C5 - W4 - Transformers Architecture, 3rd June 2021 version

This assignment was updated on June 3rd, exactly one day before I got to work on it.

I’m a skilled programmer but still learning intricacies of Python and APIs of packages such as numpy, TensrFlow etc. This particular assignment is still the toughest across all five course in this specialization. I had to read up on TF and numpy docs, and scan through previous postings in the forum whenever I ran into issues.

I haven’t seen what this notebook looked like before, but based on earlier comments in this forum, the updated notebook goes a long way to resolving user frustrations and comments.

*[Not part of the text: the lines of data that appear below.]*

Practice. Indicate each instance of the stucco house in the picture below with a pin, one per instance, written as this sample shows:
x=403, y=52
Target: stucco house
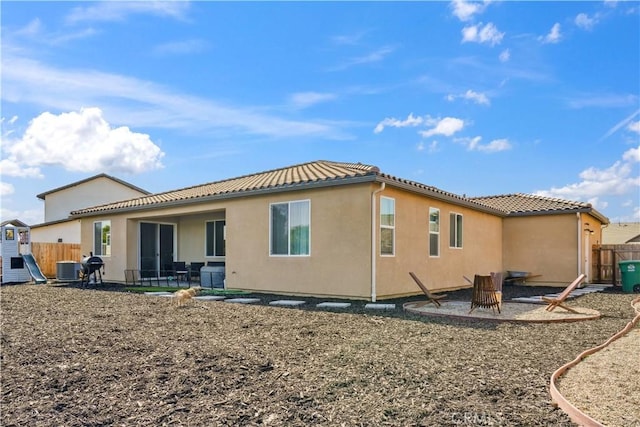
x=59, y=202
x=344, y=230
x=621, y=233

One small issue… in the DecoderLayer assignment, the args list placeholders for self.mha1() and self.mha2() is not correct, i.e. there are four "None"s when there should be five. We need args for Q, K, V, training and attention_mask. Can you confirm?

Hi @rvh, in the documentation of the MultiHeadAttention, the parameters are: query, value, key, attention_mask, return_attention_scores, training. So, there is only one mask to pass.

Moreover, if you check the attention equation there is only 1 mask in the equation.

In the exercise, the placeholder code for Block 1 is as follows:

    # BLOCK 1
    # calculate self-attention and return attention scores as attn_weights_block1 (~1 line)
    attn1, attn_weights_block1 = self.mha1(None, None, None, None, return_attention_scores=True)  # (batch_size, target_seq_len, d_model)

As you pointed out, the self.mha1() call takes six arguments: query, value, key, attention_mask, return_attention_scores, training, but there are only four "None"s in the placeholder code. Shouldn’t there be five instead, since you need to specify query, value, key, attention_mask and training?